There are many memorable moments here, some are quite light, like the scene in which a dominatrix accused of theft amuses Gurwez by discussing some of the strangest requests her clients have made, but others are much darker and heavier. The film hits hardest in the investigation of a horrifying infanticide, which is immediately followed by a coldly matter of fact confession by the child's mother, who tells a story that suggests insanity in the calmest and most measured tones. It's a truly disturbing scene that nothing else in the film comes close to matching.

Overall, this is a pretty conventional film made engaging by an unconventional personality at its centre and some compelling stories, it's perhaps more suited to the BBC's Storyville than a cinema, but it's well worth a watch if you're interested in true crime.
★★★

Pickups
Dir: Jamie Thraves
Aiden Gillen is one of those actors who can make everything he's in a little bit better. Especially as he's got into middle age, he's become one of those actors who always disappears into a character, and that is the jumping off point for
Pickups, which Gillen co-wrote with director Jamie Thraves.

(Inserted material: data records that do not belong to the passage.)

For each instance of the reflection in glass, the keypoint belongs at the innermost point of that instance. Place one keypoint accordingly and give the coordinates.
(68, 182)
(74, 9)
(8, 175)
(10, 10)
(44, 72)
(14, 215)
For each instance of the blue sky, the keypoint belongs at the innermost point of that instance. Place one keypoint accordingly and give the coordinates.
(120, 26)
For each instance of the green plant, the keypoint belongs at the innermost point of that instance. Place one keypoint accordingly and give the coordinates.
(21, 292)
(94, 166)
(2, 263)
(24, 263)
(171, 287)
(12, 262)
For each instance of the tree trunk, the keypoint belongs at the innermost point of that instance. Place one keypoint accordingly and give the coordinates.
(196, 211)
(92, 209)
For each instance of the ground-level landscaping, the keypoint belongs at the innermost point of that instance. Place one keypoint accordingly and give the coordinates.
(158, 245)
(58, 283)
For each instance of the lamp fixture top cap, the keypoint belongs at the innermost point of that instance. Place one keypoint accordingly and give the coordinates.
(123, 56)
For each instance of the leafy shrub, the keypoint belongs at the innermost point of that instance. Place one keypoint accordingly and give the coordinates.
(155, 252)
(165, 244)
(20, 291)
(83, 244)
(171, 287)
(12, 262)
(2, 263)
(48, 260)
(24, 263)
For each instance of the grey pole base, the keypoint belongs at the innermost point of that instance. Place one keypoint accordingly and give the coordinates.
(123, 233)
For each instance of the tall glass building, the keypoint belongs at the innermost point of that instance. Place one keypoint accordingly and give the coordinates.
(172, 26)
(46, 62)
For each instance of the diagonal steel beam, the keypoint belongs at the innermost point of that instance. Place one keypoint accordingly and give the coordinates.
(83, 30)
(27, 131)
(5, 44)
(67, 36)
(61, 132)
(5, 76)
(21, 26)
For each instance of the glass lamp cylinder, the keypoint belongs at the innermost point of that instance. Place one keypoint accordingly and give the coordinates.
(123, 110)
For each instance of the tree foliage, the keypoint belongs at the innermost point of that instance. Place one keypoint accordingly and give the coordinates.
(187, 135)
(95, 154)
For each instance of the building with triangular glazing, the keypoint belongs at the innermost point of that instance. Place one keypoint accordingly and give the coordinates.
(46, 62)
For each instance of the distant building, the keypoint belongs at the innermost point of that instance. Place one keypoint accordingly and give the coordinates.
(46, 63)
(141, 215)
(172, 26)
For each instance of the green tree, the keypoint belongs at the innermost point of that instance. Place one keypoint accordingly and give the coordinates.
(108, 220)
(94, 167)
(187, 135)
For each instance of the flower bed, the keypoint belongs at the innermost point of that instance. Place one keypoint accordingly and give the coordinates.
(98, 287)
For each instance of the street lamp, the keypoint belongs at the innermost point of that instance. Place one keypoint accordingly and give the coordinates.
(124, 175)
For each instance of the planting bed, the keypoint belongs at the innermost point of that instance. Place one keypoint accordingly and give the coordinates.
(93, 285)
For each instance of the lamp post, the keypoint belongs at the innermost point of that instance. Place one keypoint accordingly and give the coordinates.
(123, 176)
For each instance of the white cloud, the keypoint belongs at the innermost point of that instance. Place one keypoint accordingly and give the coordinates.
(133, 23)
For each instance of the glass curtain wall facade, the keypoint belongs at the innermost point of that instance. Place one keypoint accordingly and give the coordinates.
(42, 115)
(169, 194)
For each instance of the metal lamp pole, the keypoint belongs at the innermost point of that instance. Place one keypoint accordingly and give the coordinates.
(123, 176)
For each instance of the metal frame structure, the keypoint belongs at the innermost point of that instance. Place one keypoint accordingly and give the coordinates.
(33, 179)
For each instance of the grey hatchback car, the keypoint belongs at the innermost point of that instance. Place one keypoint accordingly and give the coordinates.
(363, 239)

Gillen plays Aiden, an Irish actor who is well known enough to get recognised regularly, but not George Clooney famous. He's recently divorced and preparing to make a new film, in which he's going deep into preparation to play a serial killer. It seems, however, that he may have got a bit too far into this character.

The premise of Pickups (the title referring both to casual sex and to additional shooting after a film's main production) isn't wildly original; a mid-life crisis coinciding with an actor going too deep into a role, but it should provide ample room for an actor like Gillen to get his teeth into a starring role (he's in practically every frame of the film). Unfortunately, I found the film meandering and lacking much insight. Narration frequently tells us what Aiden is thinking at any given moment, which it doesn't need to do, Gillen is a good enough actor to show us without our needing to be told most of what the voiceover says. Even with this though, everything is on the surface. The disconnect between Aiden's real life – the daughter he hasn't seen for some time back in Ireland – and his work on this character is interesting in concept, but the screenplay doesn't say much that's especially new or insightful about either side of that divide. 

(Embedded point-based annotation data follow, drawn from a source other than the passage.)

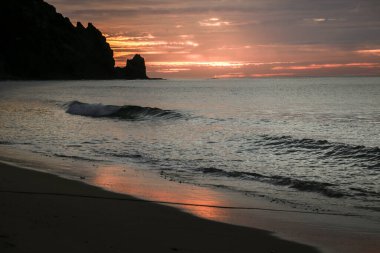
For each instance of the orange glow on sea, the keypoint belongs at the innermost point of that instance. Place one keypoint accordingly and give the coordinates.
(149, 186)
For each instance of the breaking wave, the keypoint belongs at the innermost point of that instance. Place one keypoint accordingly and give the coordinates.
(301, 185)
(368, 155)
(129, 112)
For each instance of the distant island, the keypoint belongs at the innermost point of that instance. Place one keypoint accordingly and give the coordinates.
(40, 44)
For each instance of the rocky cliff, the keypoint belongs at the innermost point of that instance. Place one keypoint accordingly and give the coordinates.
(39, 43)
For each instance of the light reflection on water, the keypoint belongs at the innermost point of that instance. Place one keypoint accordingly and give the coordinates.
(150, 187)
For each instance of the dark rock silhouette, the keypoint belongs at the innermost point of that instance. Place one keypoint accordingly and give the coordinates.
(134, 69)
(39, 43)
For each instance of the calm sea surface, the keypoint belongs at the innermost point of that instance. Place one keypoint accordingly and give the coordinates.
(311, 143)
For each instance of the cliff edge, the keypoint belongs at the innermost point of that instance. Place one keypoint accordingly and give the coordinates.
(39, 43)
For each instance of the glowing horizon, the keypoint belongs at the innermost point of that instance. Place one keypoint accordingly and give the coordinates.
(196, 39)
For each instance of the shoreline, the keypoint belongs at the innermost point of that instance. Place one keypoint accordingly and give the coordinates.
(77, 217)
(327, 233)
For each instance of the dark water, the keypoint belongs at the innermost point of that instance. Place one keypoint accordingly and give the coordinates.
(312, 143)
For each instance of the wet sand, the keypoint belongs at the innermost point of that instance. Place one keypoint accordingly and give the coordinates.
(75, 217)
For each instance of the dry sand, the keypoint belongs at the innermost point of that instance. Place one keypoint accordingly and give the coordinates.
(71, 222)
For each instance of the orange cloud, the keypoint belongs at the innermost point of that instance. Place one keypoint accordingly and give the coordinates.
(213, 22)
(329, 66)
(370, 51)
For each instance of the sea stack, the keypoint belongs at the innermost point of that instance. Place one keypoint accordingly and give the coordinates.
(135, 68)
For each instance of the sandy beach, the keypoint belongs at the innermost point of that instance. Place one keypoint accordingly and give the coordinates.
(44, 213)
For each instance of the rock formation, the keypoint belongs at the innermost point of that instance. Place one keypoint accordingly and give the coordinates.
(134, 69)
(39, 43)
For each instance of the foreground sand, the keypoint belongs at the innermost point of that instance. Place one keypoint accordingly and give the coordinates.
(64, 223)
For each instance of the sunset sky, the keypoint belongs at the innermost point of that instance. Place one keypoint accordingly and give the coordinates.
(238, 38)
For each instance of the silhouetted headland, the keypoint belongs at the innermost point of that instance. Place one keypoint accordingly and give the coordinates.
(41, 44)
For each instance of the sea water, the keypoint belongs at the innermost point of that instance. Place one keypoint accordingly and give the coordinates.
(309, 143)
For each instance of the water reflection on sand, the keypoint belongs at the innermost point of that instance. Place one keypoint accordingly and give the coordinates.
(149, 186)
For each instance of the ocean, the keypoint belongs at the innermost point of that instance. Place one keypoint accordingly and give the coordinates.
(308, 143)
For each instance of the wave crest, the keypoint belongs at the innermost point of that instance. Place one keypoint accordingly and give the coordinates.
(131, 112)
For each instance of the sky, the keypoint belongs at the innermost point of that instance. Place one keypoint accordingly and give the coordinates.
(238, 38)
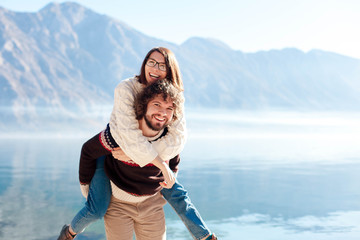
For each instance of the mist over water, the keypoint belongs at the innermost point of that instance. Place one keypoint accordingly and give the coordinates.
(252, 175)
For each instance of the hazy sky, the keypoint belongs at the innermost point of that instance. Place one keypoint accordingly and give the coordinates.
(246, 25)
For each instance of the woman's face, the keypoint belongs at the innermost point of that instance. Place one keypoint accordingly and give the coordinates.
(155, 62)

The overarching story never coheres into anything terribly interesting, so what we end up with is more a series of vignettes. Some are interesting enough, interactions with fans often throw up an amusing moment, but even when we're supposed to be unnerved because he's too deep in the character, this doesn't feel like it bleeds over into these interactions. Only one vignette stuck in my mind, a brief moment with Antonia Campbell Hughes as an actress friend of Aiden's, who he suggests should have a part in the film. It's the one moment that chills the blood.

It's interesting to see Gillen play a character whose experiences seem so close to his own, but because of that it disappointing that Pickups doesn't feel more insightful. Ultimately if you want to see a version of an actor blurring the line between life and acting I'd suggest seeking out the underseen I Love A Man In Uniform rather than this.